Fix CUDA forward crash when seqlen_q == 1

LoserCheems · web-flow · commit 820fecfc8547 · 2025-08-13T21:23:55.000+08:00
diff --git a/benchmarks/forward_equivalence.py b/benchmarks/forward_equivalence.py
@@ -518,27 +518,28 @@ def test_cuda_forward_equivalence(accuracy_threshold=0.95):
     # If you encounter NAN issues when running multiple configurations, try running a single configuration
     test_configs = [
         # (batch_size, num_heads, num_kv_heads, query_len, key_len, head_dim, is_causal)
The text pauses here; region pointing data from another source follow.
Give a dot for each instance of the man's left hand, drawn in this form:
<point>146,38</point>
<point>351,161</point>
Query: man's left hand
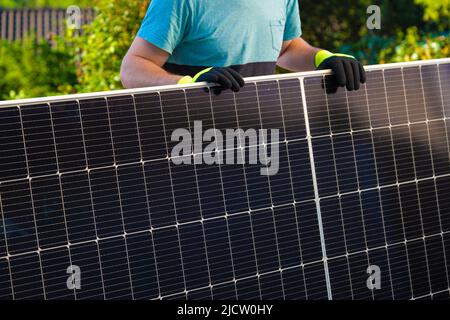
<point>348,72</point>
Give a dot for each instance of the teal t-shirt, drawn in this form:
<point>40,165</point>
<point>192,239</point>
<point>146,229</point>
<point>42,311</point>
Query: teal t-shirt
<point>244,34</point>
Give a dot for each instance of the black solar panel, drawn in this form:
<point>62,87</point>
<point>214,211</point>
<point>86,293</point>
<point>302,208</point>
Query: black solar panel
<point>89,186</point>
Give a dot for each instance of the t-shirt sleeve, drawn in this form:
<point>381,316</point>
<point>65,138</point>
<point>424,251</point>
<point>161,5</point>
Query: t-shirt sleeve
<point>293,28</point>
<point>164,23</point>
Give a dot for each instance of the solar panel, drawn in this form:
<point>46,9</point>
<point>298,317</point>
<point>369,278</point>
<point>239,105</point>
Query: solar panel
<point>91,191</point>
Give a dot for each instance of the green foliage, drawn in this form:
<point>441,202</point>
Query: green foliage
<point>32,69</point>
<point>436,10</point>
<point>100,49</point>
<point>43,3</point>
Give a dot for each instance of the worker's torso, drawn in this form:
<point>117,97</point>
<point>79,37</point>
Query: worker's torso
<point>247,35</point>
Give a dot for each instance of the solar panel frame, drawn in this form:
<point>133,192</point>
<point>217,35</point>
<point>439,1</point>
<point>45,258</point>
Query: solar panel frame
<point>102,176</point>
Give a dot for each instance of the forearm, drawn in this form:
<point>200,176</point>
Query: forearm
<point>298,56</point>
<point>138,72</point>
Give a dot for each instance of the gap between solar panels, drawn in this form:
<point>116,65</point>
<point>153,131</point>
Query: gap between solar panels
<point>94,205</point>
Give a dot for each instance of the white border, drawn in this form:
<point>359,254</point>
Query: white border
<point>71,97</point>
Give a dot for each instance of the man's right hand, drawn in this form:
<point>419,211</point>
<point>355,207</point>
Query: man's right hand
<point>226,78</point>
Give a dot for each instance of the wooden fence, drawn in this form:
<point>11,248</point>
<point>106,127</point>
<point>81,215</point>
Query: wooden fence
<point>17,23</point>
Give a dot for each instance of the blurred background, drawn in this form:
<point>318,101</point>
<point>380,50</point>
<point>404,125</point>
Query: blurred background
<point>41,56</point>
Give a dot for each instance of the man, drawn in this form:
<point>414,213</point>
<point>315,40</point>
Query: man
<point>222,41</point>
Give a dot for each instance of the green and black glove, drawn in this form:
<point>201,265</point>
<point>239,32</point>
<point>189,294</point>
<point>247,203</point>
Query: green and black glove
<point>348,72</point>
<point>227,78</point>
-        # (1, 1, 1, 64, 64, 32, True),
-        # (1, 1, 1, 64, 64, 32, False),
-        # (1, 1, 1, 128, 128, 32, True),
-        # (1, 1, 1, 128, 128, 32, False),
-        # (1, 1, 1, 256, 256, 32, True),
-        # (1, 1, 1, 256, 256, 32, False),
-        # (1, 1, 1, 512, 512, 32, True),
-        # (1, 1, 1, 512, 512, 32, False),
-        # (1, 1, 1, 1024, 1024, 32, True),
-        # (1, 1, 1, 1024, 1024, 32, False),
-        # (1, 1, 1, 2048, 2048, 32, True),
-        # (1, 1, 1, 2048, 2048, 32, False),
+        (1, 1, 1, 64, 64, 32, True),
+        (1, 1, 1, 64, 64, 32, False),
+        (1, 1, 1, 128, 128, 32, True),
+        (1, 1, 1, 128, 128, 32, False),
+        (1, 1, 1, 256, 256, 32, True),
+        (1, 1, 1, 256, 256, 32, False),
+        (1, 1, 1, 512, 512, 32, True),
+        (1, 1, 1, 512, 512, 32, False),
+        (1, 1, 1, 1024, 1024, 32, True),
+        (1, 1, 1, 1024, 1024, 32, False),
+        (1, 1, 1, 2048, 2048, 32, True),
+        (1, 1, 1, 2048, 2048, 32, False),
         (1, 1, 1, 4096, 4096, 32, True),
-        # (1, 1, 1, 4096, 4096, 32, False),
-        # (1, 2, 1, 64, 64, 32, True),
-        # (2, 1, 1, 128, 128, 32, True),
-        # (2, 2, 1, 128, 128, 32, True),
-        # (1, 2, 1, 64, 64, 128, True),
-        # (1, 2, 1, 128, 128, 128, True),
-        # (1, 2, 1, 256, 256, 128, True),
-        # (1, 2, 1, 512, 512, 128, True),
+        (1, 1, 1, 4096, 4096, 32, False),
+        (1, 2, 1, 64, 64, 32, True),
+        (2, 1, 1, 128, 128, 32, True),
+        (2, 2, 1, 128, 128, 32, True),
+        (1, 2, 1, 64, 64, 128, True),
+        (1, 2, 1, 128, 128, 128, True),
+        (1, 2, 1, 256, 256, 128, True),
+        (1, 2, 1, 3, 512, 128, True),
+        (1, 2, 1, 1, 512, 128, True),
     ]
     
     device = torch.device("cuda" if torch.cuda.is_available() else "cpu")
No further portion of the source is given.